This is the solution to a case we presented recently for readers to solve. First, here is a quick review of the case:

A 70-year-old man with non-small-cell lung cancer presented to the clinic with fatigue and dizziness for 1 month. He complained of weight loss (5-10 pounds) and anorexia, and his wife said he seems forgetful. His blood pressure was 95/47 without orthostasis or tachycardia. He did not have peripheral edema, and the remainder of the exam was unremarkable.

These were his lab values: sodium 115 mEq/L; potassium 6.1 mEq/L; chloride 83 mEq/L; bicarbonate 20 mEq/L; blood urea nitrogen (BUN) 28; creatinine 1.4 mg/dL; glucose 72 mg/dL; Serum osm 243 mOsm/kg; urine osm 343 mOsm/kg.

Solution and Discussion

I have a standard method for evaluating serum sodium. I will present a stepwise system that I encourage you to use. Internal medicine requires some compulsivity, and electrolyte disorders require you to work through the possibilities carefully.

  1. Look for pseudohyponatremia. The easiest test here is a serum osmolality, as true hyponatremic patients have decreased serum osms.

    1. Causes of pseudohyponatremia include 3 endogenous and 2 exogenous factors:

    1. Endogenous

      1. Hyperglycemia

      2. Hypertriglyceridemia

      3. Paraproteinemia

    2. Exogenous (iatrogenic)

      1. IV mannitol

      2. Glycine used in transurethral prostatectomy

  2. If the patient has true hyponatremia, check volume status

    1. Volume contraction -- Volume contraction stimulates antidiuretic hormone (ADH), so the patient retains free water, making the patient susceptible to hyponatremia. Volume contraction-related hyponatremia responds to volume expansion.

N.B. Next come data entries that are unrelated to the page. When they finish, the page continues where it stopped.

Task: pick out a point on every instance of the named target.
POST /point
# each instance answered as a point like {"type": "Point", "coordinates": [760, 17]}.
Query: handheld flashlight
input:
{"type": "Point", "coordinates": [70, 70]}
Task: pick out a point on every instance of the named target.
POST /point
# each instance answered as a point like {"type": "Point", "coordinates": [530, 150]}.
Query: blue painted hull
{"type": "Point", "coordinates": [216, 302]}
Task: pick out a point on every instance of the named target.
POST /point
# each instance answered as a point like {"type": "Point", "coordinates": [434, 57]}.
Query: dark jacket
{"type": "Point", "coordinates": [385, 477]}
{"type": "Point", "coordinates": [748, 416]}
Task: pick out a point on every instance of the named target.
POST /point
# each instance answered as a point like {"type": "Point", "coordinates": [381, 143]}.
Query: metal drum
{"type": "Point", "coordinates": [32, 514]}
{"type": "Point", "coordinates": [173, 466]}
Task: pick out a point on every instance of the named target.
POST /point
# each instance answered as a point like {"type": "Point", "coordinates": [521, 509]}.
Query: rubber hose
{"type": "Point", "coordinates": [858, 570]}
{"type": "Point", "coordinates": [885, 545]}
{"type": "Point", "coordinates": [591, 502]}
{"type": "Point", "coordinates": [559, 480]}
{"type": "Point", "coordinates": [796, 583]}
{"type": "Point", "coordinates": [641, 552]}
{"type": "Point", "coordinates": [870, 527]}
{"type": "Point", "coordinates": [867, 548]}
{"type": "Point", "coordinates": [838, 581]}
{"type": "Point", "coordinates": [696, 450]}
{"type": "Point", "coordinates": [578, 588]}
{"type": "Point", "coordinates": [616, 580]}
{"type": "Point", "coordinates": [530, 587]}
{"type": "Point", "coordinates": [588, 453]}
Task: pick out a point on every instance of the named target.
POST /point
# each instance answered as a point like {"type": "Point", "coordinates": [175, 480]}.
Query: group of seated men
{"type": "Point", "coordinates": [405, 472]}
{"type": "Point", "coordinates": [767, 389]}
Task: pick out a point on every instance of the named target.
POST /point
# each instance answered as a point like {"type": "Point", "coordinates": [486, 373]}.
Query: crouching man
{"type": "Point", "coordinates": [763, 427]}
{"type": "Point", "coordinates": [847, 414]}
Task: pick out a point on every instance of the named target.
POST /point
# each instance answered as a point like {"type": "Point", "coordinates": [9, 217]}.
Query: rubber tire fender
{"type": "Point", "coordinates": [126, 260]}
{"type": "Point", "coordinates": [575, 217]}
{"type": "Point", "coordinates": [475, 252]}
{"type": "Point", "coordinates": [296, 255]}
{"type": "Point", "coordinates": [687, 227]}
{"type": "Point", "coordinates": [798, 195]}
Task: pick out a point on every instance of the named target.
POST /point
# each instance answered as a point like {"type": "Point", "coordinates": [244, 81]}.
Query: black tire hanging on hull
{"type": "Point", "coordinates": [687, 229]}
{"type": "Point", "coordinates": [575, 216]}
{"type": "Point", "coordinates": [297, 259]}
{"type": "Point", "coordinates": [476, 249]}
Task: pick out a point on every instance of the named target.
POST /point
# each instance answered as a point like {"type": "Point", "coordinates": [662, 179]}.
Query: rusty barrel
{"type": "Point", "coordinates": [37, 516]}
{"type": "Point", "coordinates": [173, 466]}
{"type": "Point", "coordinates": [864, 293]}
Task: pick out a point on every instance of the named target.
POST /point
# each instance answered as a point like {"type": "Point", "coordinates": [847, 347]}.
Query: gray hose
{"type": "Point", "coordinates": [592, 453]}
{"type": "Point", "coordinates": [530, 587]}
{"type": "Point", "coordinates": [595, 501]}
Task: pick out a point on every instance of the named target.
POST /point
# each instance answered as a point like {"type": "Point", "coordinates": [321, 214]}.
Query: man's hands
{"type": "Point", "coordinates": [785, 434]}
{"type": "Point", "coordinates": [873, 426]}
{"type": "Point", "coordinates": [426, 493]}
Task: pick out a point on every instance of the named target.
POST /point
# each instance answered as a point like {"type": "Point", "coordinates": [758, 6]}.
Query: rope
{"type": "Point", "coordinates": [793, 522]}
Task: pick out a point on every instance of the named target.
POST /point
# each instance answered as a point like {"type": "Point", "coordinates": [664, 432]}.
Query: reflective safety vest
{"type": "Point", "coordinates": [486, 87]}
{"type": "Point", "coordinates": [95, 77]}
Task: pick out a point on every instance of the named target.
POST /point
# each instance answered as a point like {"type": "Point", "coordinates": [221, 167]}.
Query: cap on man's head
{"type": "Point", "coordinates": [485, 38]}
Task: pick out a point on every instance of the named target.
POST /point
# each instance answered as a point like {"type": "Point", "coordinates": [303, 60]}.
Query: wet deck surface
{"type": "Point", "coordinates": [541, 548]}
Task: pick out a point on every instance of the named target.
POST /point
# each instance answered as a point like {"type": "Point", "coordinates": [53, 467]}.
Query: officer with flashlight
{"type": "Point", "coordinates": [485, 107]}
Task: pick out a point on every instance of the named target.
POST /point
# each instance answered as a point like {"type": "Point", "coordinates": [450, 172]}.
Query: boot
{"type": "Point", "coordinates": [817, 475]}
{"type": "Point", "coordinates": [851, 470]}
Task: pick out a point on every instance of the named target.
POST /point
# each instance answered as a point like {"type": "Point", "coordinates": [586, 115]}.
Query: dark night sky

    2. Edematous states -- This occurs mostly with heart failure and cirrhosis. These patients have effective intravascular volume depletion; again, ADH is stimulated, and they do not excrete free water. These conditions respond to treatment of the underlying cause.

    3. Euvolemic patients -- see below.

  3. The highest energy level with hyponatremia occurs when the patient is euvolemic.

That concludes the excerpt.